The pressure of the rope around my wrist eases; my captor’s distracted by his argument with the braided woman. Troll man roars something at them—Harged has him pinned, ready to snap his neck. The man standing behind me throws me to the ground, again, and charges over to help.
I set to loosening the rope around my wrists. The knot’s badly tied. He should’ve killed me while he had the chance.
I finally get a grip on the handle of my sword as Harged is dog-piled by all three of Lan’s bodyguards. None of them notice as I walk up behind the big one, the rope still tied around one of my hands, and I drive the tip of my sword into the base of his skull.
He falls limp, right on top of Harged. It shouldn’t have hurt.
Harged lets out a groan as the other two bodyguards leap up, ready to tear me in half. I point my sword at the sneak-thief’s face, and his mouth forms a perfect circle.
“No move,” I say, mimicking him. His face twists in fury and he lunges at me. I copy Harged’s move and step sideways, out of the way—and whip my free hand through the air. The rope still attached to me swings around and slaps him right across the face.
His skin rips open, splattering blood. The little man screeches, reeling away to cover his wound. I twist and let my sword collide with his exposed rib cage.
The woman with the braids rounds on me, her mouth set in a glare as her last ally crumples to the forest floor.
“I’m going to kill you, Northern man.” She lunges, one hand reaching over her shoulder. I don’t see her hand axe until it’s cutting me open.
Pain tears through my side. I stumble forward, gasping, and try to keep my grip on my sword. Don’t get distracted by the pain. Keep an eye on your opponent. I set my feet apart and turn around, just as I see her swinging the bloody blade a second time.
Instead of cleaving my face in half, her axe collides with Harged’s steel bracer.
Howling with fury, the braided woman swings around in a circle and charges at him again. Harged does not move out of the way.
Instead, he drops down low, his head vanis
hing under her sparkling steel sword—a kroga move. His agility and strength reminds me of the way Thelia moves when she thinks no one’s watching.
The redhead overshoots, and he pops back up to her immediate left like a groundhog. Then he slams down on her wrists with both arms.
She howls and crashes to the ground, her axe flying. Her hands hang limply like a pair of dead animals. Harged kicks her flat and pins her in place with his foot.
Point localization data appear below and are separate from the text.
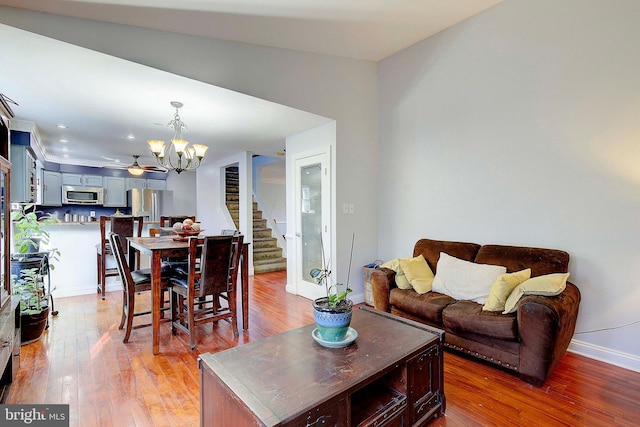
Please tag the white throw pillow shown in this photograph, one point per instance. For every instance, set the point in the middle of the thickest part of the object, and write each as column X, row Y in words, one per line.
column 464, row 280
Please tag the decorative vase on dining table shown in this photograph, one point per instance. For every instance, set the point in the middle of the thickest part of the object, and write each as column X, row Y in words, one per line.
column 332, row 323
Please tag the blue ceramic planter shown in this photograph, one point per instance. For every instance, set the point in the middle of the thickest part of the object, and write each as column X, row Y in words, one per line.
column 332, row 324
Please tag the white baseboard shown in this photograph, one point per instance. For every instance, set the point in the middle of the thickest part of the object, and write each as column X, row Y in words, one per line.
column 86, row 290
column 603, row 354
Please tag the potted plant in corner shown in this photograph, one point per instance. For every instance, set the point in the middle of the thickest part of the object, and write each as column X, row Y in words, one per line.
column 34, row 303
column 27, row 268
column 332, row 313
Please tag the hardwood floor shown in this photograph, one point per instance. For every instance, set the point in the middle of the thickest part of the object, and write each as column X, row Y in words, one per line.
column 82, row 361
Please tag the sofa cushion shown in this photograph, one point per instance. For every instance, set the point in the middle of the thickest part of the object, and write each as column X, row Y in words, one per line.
column 547, row 285
column 401, row 280
column 515, row 258
column 468, row 316
column 431, row 250
column 502, row 288
column 427, row 306
column 418, row 272
column 464, row 280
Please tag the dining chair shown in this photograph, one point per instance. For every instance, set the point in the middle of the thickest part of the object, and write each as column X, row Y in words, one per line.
column 133, row 282
column 168, row 221
column 208, row 292
column 125, row 226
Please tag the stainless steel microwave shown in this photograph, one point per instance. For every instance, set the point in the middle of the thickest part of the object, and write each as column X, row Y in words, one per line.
column 81, row 195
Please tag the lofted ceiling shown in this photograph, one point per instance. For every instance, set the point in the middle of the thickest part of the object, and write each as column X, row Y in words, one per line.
column 102, row 99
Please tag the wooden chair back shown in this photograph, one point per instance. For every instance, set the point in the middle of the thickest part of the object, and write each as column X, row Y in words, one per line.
column 121, row 262
column 125, row 226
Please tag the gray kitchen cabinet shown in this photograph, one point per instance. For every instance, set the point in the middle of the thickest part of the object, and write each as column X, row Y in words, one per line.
column 23, row 175
column 79, row 180
column 51, row 188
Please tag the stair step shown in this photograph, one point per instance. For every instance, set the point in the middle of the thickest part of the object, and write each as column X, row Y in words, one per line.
column 266, row 253
column 261, row 232
column 235, row 205
column 270, row 242
column 279, row 265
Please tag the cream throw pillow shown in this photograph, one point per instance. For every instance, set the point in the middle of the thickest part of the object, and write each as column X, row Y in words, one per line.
column 401, row 280
column 418, row 272
column 502, row 287
column 547, row 285
column 464, row 280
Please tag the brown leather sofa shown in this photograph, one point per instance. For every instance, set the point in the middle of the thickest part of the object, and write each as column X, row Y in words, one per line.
column 529, row 342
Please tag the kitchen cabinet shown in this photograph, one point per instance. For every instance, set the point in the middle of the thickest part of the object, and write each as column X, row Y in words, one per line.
column 136, row 183
column 51, row 188
column 74, row 179
column 156, row 184
column 79, row 180
column 91, row 181
column 115, row 192
column 23, row 174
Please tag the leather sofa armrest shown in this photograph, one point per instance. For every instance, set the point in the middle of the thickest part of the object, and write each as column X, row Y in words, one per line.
column 546, row 326
column 382, row 281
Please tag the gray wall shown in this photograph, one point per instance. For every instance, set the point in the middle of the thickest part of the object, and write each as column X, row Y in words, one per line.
column 520, row 126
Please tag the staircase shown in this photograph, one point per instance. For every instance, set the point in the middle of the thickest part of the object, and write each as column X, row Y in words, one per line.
column 267, row 256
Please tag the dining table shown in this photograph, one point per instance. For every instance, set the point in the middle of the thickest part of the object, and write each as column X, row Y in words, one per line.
column 158, row 248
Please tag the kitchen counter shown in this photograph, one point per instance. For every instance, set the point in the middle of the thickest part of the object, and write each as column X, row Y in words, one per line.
column 76, row 271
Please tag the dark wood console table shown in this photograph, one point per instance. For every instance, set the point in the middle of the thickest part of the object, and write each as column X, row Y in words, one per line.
column 391, row 376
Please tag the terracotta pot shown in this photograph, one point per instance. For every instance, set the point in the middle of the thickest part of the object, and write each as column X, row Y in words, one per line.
column 332, row 323
column 32, row 326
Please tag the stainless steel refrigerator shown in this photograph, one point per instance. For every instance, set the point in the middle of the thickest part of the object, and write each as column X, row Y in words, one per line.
column 150, row 204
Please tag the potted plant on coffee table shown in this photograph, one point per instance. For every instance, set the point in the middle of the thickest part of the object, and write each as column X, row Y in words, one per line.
column 332, row 313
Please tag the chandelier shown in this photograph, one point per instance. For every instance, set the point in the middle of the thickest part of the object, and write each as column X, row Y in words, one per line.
column 177, row 155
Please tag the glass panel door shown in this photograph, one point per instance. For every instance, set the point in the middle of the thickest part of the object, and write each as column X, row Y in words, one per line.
column 312, row 188
column 311, row 219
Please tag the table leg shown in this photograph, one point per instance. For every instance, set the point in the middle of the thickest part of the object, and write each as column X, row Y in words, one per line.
column 244, row 282
column 156, row 296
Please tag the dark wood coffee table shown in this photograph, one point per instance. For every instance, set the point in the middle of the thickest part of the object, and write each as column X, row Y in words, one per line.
column 390, row 376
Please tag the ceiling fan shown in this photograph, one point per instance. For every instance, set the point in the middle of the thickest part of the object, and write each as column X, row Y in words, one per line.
column 136, row 169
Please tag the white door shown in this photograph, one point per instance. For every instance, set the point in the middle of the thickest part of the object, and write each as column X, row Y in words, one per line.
column 313, row 191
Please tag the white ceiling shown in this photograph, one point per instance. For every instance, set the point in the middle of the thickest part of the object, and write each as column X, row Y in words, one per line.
column 101, row 109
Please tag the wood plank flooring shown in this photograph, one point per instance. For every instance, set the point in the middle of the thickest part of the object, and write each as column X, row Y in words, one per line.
column 82, row 361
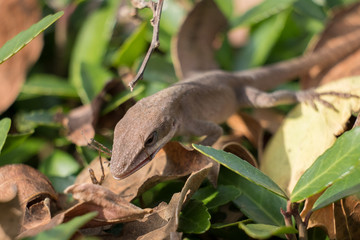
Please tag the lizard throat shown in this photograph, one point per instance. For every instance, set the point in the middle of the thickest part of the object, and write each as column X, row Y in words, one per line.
column 139, row 166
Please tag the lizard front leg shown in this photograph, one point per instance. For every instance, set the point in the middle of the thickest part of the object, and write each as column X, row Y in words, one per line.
column 199, row 128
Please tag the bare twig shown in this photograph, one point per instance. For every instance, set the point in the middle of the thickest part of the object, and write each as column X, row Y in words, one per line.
column 155, row 22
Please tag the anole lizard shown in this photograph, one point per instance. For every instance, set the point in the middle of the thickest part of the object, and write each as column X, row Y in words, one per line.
column 196, row 105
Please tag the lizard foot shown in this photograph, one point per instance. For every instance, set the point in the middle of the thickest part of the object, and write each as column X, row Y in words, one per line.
column 310, row 97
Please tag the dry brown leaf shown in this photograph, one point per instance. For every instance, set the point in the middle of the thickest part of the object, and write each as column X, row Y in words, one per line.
column 194, row 45
column 172, row 162
column 343, row 22
column 34, row 193
column 11, row 216
column 16, row 16
column 111, row 207
column 163, row 222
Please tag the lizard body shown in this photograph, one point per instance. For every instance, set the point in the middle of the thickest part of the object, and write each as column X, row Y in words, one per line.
column 196, row 105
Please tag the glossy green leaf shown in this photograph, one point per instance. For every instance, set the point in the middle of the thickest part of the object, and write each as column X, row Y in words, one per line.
column 27, row 121
column 86, row 71
column 22, row 152
column 14, row 140
column 225, row 225
column 333, row 165
column 4, row 129
column 241, row 167
column 65, row 230
column 347, row 186
column 262, row 41
column 194, row 218
column 256, row 202
column 226, row 7
column 262, row 11
column 119, row 99
column 264, row 231
column 59, row 164
column 213, row 198
column 132, row 48
column 48, row 85
column 61, row 183
column 23, row 38
column 311, row 9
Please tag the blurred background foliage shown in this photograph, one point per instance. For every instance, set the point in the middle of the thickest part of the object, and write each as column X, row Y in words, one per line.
column 96, row 41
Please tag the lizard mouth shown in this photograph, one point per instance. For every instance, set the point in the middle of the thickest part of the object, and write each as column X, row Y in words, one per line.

Blood’s dripping from my side. But I can’t worry about that yet. I kneel down by the bodyguard. “Why did Nul se Lan send you to kill me?”
She wrinkles her face up and sticks out her tongue. I crouch down, grab her tongue in my fingers, and hold it there. She squeals and yanks her head away. “Tell me.” She flaps her broken wrists. I grab one and squeeze. That provokes a scream but no more words.
“Fine,” I say, standing up. “Harged, let’s bring her back with us. Maybe she’ll think of more to say later.”
He stoops to pick her up and we start the long walk back, me clutching my bleeding side.
“Glad you happened to find me,” I tell him as I limp along.
Harged laughs. “I followed you. I wasn’t going to let you go alone.” So he disobeyed my orders just in time to save my life. Harged Halen might be a bit of a dull knob, but he has good instincts.
I clear my throat. “Thank you.”
He grunts and nods. “Couldn’t let General Vasha down.”
I smile at him and it makes my whole face hurt. “Before we go back,” I say, “I have to make a stop. I never finished what I came out here to do.”
Chapter 10
Thelia
When I was nine cycles in this life, Mother was teaching me a new kroga move: the reverse blind throw. But I couldn’t get it right. I’d aim over my shoulder and miss, aim and miss. She screamed in frustration and threw me, head over heels, to the ground.